To present the versatility of the Swiss textile machinery industry and its peripheral
sectors,
TW
invited the members of the Swiss Mechanical and Electrical Engineering Industries’
(SWISSMEM’s) Textile Machinery Division to take part in a country overview. The results are
published in Table 1 (a link to Table 1 can be found at the bottom of the webpage).
For Uster Technologies, China, India, Southeast Asia, Turkey, Bangladesh and the United
States are the most important markets at the moment.
The Future
For 2013, the experts, including economiesuisse, predict GDP growth of some 0.6 percent.
However, there are significant differences among the sectors: The watch industry, of course,
pharmaceuticals and aviation should be the winners. On the other hand, industry sectors like
mechanical, electrical and metal; but also other sectors such as textiles, paper and the plastics
industries will continue to suffer from the crisis in the eurozone.

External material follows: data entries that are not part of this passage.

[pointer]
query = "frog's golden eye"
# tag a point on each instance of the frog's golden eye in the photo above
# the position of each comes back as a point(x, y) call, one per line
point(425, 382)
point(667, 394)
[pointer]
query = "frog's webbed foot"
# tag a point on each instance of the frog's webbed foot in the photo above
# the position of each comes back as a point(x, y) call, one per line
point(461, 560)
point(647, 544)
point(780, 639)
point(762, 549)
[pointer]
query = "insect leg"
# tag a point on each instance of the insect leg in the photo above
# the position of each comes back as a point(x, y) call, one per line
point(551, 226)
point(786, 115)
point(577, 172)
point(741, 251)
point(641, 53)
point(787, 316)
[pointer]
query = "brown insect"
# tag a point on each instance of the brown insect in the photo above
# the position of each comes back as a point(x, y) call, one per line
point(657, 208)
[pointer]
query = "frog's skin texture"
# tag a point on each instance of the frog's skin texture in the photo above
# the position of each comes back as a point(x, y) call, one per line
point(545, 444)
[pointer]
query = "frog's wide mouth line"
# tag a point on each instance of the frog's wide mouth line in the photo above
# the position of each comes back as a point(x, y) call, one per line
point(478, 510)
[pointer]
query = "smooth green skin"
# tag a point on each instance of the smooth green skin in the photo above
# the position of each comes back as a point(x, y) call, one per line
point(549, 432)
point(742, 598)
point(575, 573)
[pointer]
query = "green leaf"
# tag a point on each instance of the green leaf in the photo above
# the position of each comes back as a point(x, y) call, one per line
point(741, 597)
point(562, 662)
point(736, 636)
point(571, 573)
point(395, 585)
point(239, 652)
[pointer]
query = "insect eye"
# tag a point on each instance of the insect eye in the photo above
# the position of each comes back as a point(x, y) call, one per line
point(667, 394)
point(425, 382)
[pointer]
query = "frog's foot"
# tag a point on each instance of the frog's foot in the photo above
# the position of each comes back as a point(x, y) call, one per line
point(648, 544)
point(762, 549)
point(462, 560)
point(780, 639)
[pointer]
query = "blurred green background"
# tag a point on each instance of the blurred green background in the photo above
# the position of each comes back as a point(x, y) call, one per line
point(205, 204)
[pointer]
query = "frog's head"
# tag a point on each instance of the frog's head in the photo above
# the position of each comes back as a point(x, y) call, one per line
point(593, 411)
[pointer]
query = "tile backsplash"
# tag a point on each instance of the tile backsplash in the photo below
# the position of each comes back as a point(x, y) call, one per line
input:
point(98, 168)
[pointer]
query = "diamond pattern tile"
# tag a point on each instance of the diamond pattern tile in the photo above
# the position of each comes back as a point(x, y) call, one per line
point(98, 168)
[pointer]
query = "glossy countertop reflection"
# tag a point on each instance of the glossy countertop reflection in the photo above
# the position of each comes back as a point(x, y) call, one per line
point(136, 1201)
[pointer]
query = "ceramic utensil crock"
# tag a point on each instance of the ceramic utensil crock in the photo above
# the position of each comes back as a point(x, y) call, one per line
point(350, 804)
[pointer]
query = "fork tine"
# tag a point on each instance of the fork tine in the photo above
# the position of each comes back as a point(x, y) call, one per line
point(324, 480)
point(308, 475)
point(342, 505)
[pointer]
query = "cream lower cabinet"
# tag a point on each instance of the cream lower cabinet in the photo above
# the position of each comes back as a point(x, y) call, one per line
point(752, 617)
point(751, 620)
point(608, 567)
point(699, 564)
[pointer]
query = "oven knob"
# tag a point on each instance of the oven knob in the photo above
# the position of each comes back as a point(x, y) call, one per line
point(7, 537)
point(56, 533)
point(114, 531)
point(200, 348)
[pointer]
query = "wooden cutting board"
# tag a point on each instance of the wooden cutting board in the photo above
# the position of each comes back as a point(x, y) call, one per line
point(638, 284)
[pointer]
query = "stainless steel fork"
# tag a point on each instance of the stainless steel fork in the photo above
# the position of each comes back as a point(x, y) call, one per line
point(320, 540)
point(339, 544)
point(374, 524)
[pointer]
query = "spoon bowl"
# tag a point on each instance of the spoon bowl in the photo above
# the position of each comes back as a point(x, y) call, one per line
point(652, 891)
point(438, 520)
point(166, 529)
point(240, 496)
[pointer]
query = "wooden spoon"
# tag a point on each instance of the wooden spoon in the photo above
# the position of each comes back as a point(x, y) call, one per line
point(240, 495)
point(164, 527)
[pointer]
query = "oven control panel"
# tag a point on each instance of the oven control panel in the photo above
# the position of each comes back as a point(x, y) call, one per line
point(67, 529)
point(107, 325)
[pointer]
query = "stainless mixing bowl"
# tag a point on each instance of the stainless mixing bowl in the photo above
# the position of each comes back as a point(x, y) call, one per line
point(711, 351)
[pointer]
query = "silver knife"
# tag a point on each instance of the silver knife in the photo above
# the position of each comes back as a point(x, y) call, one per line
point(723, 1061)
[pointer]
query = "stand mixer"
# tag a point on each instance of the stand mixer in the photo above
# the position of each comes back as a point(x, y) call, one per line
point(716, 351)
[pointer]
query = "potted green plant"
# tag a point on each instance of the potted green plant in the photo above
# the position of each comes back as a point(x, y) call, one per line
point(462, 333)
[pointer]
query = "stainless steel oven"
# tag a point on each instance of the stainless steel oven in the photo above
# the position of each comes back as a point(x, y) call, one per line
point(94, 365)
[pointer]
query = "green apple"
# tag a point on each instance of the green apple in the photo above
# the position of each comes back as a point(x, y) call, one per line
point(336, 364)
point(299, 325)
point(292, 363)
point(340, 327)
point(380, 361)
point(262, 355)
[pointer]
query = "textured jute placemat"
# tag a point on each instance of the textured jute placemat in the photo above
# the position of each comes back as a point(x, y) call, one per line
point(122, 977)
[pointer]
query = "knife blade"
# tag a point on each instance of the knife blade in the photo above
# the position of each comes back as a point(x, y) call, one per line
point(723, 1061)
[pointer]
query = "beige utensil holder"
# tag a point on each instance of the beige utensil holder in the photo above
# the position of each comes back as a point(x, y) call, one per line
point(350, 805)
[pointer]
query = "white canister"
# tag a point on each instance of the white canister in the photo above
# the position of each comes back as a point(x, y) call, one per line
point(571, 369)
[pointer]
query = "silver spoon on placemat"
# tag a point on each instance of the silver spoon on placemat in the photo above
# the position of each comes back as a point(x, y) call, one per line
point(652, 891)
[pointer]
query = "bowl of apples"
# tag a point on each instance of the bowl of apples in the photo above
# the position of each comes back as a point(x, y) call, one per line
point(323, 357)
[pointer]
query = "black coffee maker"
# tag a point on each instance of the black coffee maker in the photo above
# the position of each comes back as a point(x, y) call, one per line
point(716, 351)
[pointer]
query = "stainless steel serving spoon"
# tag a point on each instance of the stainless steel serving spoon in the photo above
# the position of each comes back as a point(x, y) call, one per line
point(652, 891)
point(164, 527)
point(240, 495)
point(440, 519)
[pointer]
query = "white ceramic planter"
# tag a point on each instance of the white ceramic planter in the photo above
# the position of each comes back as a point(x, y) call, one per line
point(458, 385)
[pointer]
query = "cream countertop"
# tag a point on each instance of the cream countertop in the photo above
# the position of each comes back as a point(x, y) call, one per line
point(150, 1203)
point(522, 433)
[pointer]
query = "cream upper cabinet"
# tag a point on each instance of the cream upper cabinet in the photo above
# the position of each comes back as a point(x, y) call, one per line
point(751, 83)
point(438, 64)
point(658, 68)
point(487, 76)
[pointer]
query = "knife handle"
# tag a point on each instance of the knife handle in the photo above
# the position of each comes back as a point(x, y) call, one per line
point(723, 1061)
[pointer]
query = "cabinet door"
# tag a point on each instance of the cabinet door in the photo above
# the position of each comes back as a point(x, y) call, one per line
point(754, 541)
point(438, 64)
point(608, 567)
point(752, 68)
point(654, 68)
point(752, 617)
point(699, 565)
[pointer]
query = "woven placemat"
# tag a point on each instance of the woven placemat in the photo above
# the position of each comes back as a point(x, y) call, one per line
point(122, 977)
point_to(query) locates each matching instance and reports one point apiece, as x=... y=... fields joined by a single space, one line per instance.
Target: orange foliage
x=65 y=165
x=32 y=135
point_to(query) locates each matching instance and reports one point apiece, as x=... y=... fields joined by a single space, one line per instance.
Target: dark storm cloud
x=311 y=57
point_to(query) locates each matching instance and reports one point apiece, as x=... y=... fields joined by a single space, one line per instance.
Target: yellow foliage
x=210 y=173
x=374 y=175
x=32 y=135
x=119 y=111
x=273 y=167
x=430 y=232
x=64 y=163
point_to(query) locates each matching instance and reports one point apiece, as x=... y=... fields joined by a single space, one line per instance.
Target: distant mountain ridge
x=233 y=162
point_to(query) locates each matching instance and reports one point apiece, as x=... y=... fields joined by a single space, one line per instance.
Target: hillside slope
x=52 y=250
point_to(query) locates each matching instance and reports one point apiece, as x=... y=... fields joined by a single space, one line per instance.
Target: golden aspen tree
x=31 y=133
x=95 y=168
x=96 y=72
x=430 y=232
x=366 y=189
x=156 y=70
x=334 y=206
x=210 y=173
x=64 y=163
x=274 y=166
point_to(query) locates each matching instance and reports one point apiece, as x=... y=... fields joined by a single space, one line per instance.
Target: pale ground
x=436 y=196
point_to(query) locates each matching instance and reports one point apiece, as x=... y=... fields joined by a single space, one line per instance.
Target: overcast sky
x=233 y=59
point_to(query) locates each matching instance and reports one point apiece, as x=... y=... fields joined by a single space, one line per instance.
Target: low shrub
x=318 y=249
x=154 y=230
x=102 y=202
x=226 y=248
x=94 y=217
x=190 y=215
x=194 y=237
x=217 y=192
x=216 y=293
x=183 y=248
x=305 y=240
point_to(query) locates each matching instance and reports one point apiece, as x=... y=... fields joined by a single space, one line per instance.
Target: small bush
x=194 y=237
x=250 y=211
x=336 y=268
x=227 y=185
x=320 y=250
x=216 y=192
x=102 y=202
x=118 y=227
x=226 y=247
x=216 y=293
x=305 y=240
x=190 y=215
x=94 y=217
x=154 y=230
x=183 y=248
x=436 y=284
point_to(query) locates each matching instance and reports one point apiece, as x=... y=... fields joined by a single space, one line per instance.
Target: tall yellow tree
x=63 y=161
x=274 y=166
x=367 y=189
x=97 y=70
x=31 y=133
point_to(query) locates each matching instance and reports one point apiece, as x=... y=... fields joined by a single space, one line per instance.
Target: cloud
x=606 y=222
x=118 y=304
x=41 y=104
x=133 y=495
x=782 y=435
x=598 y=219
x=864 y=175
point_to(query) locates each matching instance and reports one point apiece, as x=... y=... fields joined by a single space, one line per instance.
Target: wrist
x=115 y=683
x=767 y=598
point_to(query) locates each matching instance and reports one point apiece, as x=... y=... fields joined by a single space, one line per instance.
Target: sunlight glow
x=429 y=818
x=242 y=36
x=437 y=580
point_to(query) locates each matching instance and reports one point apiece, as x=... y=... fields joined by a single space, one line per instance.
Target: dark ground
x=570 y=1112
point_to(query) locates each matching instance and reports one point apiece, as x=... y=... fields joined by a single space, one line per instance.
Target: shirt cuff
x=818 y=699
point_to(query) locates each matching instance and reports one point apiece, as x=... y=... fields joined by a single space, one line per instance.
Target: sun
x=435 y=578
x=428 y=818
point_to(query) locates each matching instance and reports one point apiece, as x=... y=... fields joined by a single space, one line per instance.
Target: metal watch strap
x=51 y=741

The Swiss textile machinery manufacturers are confident about 2013, but they have certain
reservations; the same or even better results than they had in 2012 should be possible for most of
them. Rieter says that if the euro crisis ends, the European economy will generate further demand.
The promising markets for 2013 are more or less the same as in 2012: Asia in general but
particularly China and India; Brazil, Turkey; the United States; and the EU.
It seems quite clear for the Swiss that textile mass production will move further toward
Asia, but also to Latin America and North Africa. On the other hand, the demand for technical
fabrics will grow further in Western countries. As Rieter mentions: “Markets will stay dynamic and
volatile. Flexibility and speed will remain very important. Asia with its domestic growth has high
potential.”
The Secret
And what is the secret of success for Switzerland? For decades, the unemployment rate has
been between 2.5 and 3.0 percent. Swiss people tend to be very independent — this is probably one
of the reasons the country is still not part of the EU. As citizens of a country with limited
natural resources, the Swiss are hard workers. They know very well that success will only come with
hard work and top products. This is also the case for Swiss textile machinery. For 2013,
economiesuisse predicts an unemployment rate of 3.3 percent. This is still very good compared to
other nations. After all, there is no enigma: the recipe is very simple: Don’t talk — work!